Por prescripción médica y, además, porque el caminar por las calles de cualquier ciudad permite el contacto espontáneo y libérrimo con los pobladores, he reincidido en una costumbre que jamás debí dejar: desplazarme de norte a sur en Iquitos, y viceversa.
Salí desde la calle Trujillo y al voltear por Navarro Cauper encontré los montículos cotidianos de siempre. Era domingo y los rezagos de un día de fiesta eran evidentes. No hay veredas, si por ello entendemos una forma ordenada de desplazarse por la vía pública. Nadie ha pensado en los transeúntes. Y los transeúntes nos hemos olvidado que las veredas peatonales son fundamentales. Toda la avenida Navarro Cauper es un caos. Al doblar por Putumayo más de lo mismo: basura acumulada, veredas semidestruidas, calzadas escaléricas y una confusión total entre lo que se llama pista y vereda, a tal punto de no saber dónde comienza una y dónde termina la otra.
Así llegamos a la Plaza de Armas.
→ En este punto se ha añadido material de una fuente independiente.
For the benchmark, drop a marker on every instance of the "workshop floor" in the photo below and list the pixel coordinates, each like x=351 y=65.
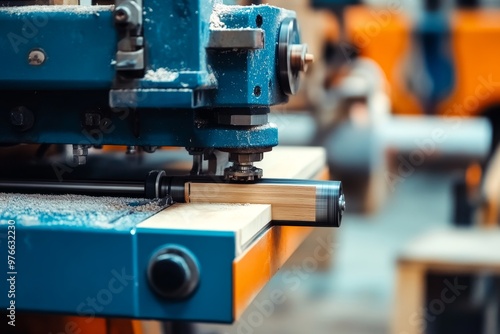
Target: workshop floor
x=355 y=295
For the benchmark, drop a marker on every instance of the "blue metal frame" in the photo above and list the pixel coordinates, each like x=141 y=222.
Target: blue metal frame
x=79 y=76
x=91 y=270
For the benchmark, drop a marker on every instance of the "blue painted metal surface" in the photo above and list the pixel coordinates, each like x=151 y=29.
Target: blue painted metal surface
x=173 y=109
x=95 y=266
x=80 y=47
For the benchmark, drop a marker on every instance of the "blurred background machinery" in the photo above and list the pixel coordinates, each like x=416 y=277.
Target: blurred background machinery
x=404 y=96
La campana de la catedral anuncia las seis de la mañana. En el centro de la ciudad un barredora intenta limpiar lo que una empresa cervecera ayudó a ensuciar solo con el interés de acumular riqueza sin conocer siquiera que nuestro escudo -ya escribió sobre eso el profesor Pepe Barletti- señala que los hijos harán la grandeza, de la ciudad se entiende, no de las cervecerías.
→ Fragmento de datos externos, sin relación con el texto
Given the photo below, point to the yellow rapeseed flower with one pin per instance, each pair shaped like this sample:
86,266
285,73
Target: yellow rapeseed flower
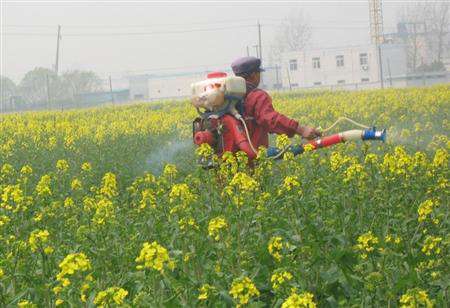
242,290
154,256
112,295
215,226
303,300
Caminamos por Sargento Lores, ese héroe tan nombrado como olvidado. Así llegamos al mercado Central, donde uno puede tomar jugo de caña tapándose la nariz porque a pocos metros un basural despide una fetidez tan antigua que ese olor me recuerda la niñez, cuando tomado de la mano de mi madre caminábamos por la calle Tambo hacia el mercado a tomar el ponche con masato que, decían, iba a provocar mi crecimiento corporal.
Camino por Moore para ingresar, de nuevo, a Putumayo. Esta vez por la vereda contraria. Y el tiempo pasa y no se detiene. En la cuadra siete, «esqueletos» de motocarros que la Policía mantiene en el lugar porque cree que la vía pública es el cementerio de vehículos. En la cuadra 9 carros abandonados. Fácil están en el lugar una década. Nadie hace lo fácil: retirarlos del lugar. Porque no sirven ni a Dios ni al diablo. Ni al señor que tuvo la conchudez de dejarlos ahí.
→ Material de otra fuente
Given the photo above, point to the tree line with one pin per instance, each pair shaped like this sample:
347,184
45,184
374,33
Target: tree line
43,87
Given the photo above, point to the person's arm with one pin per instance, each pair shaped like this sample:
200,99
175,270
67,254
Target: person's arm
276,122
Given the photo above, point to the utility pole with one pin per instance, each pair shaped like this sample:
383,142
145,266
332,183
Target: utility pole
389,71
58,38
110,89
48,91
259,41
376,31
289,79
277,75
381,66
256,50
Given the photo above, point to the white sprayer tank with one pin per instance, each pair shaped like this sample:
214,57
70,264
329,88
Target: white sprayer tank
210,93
Llego a la cuadra diez, el barrio de mi infancia. Ahí donde crecí. Las madres de mis compañeros de aventuras infantiles barren el patio, juntan semillas, recogen inservibles, quizás pensando que esa costumbre no debe perderse en una ciudad donde se ha perdido la ciudadanía.
Cómo pasa el tiempo, cómo se viene la vida. Tan callando. Me da pena mi ciudad. Mi barrio. Mi gente. Será nostalgia? Será que hemos perdido el sentido de la realidad, una realidad distinta a la que recibimos de nuestros antepasados? No sé. No entiendo. Me bloqueo. Me resigno. Han pasado cinco décadas, años más o años menos, y hemos retrocedido en ciudadanía. Pero tengo la esperanza que la recuperemos. No por generación espontánea sino por la convicción que el ser humano tiene que ser siempre la prioridad. Ojalá se arreglen las pistas, las veredas, ojalá nos arreglemos nosotros. Estos caminos de la vida que, no son como yo pensaba, no son como yo creía.